Warning: this tutorial is only available in English, even if you choose the French language at the bottom of the screen. Thank you for your understanding.

PUPAID: Pipeline for Unleashed Processing and Analysis of Immunofluorescence Data

PUPAID is a R + ImageJ package allowing to process immunofluorescence data and perform unsupervised analysis on it using a single cell contouring approach.

Table of contents

  1. Prerequisites
    1. R environment introduction and installation
    2. PUPAID R package installation
    3. Load PUPAID
    4. R Shiny interactive application
    5. Example dataset
  2. Workspace directory setup
  3. Pre-process data (optional)
    1. Generate a black tile
    2. Get the tile image size
    3. Rename and order tiles
    4. Stitch tiles
  4. Analysis
    1. Establish σ pairs to test
    2. Benchmark σ pairs
    3. ROI analysis
    4. Transform TSV to XLSX
    5. Transform TSV to FCS
    6. Visual analysis through conventional cytometry software

1) Prerequisites

1.1) R environment introduction and installation

To make the installation of R programming language and RStudio development software easier for new or beginner users, we highly recommend the following ressource, entitled « YaRrr!
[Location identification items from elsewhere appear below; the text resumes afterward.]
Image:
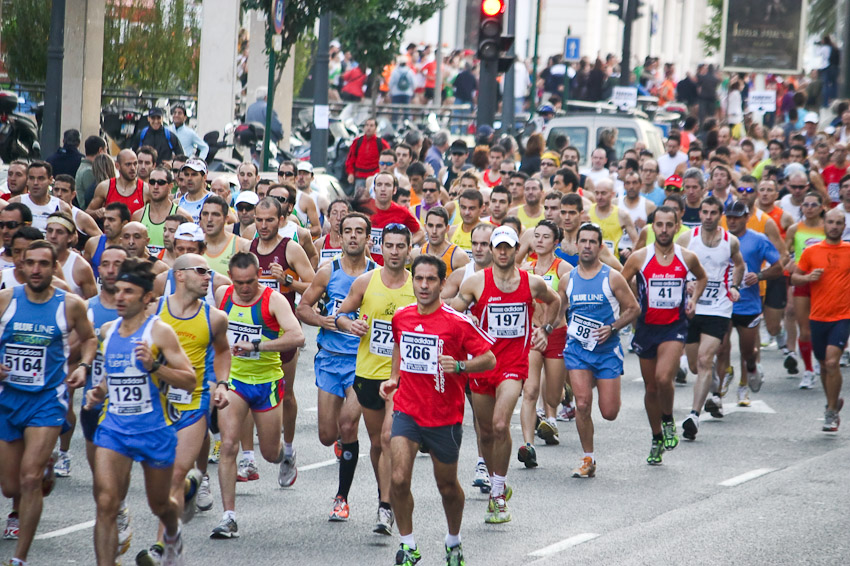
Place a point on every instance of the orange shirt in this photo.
(830, 299)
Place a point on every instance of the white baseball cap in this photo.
(504, 235)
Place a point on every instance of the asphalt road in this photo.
(761, 486)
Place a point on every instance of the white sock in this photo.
(408, 540)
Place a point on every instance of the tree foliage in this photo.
(25, 30)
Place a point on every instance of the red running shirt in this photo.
(430, 396)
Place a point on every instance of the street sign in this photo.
(572, 49)
(762, 101)
(278, 16)
(624, 97)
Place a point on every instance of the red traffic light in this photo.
(492, 7)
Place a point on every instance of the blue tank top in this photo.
(34, 342)
(98, 315)
(756, 249)
(338, 286)
(592, 305)
(136, 401)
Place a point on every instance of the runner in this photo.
(202, 332)
(433, 347)
(260, 326)
(599, 304)
(505, 295)
(141, 354)
(547, 238)
(436, 227)
(374, 298)
(34, 328)
(715, 247)
(335, 363)
(825, 266)
(662, 271)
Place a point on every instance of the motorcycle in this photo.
(18, 133)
The Pirate’s Guide to R ». New users should at least read the first (« Preface ») and second (« Getting Started ») sections, as they provide clear and straightforward instructions on how to setup R and RStudio on Windows and MacOS operating systems. These sections will allow users to correctly install PUPAID and launch it flawlessly.
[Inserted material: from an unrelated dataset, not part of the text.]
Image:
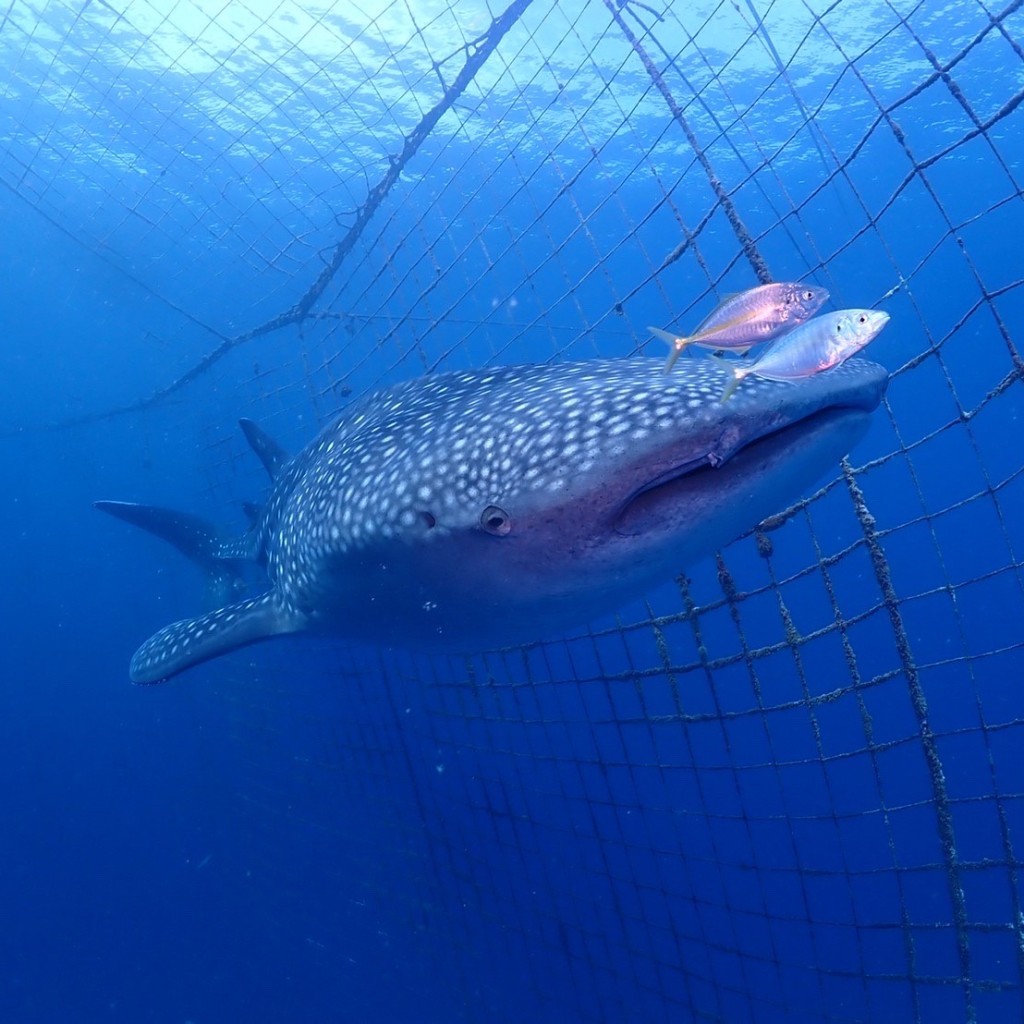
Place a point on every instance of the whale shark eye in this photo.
(496, 520)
1.2) PUPAID R package installation

PUPAID package can be installed with the following command:

# The following line can be skipped if the devtools package is already installed

install.packages("devtools")

# Load the devtools package

library("devtools")

# Install PUPAID from GitHub repository

devtools::install_github("PaulRegnier/PUPAID")

1.3) Load PUPAID

To load PUPAID, simply enter the following command in the R console:

library("PUPAID")

1.4) R Shiny interactive application

If one is not very familiar with programming and/or the R environment, PUPAID also provides an interactive application which uses the R shiny package. Once the package is installed (see previous section), users can launch the Shiny application with the following command:

PUPAID::interactivePUPAID()

The process of launching PUPAID‘s interactive R Shiny application within RStudio can be visualized in the video below:

This facultative application totally replaces the successive R command which are detailed below, and helps users to keep the general PUPAID‘s workflow in mind during the processing and analysis steps. If desired, users can still use the traditionnal R commands, as the Shiny application is only a graphical way to launch the functions/scripts of interest within the R console.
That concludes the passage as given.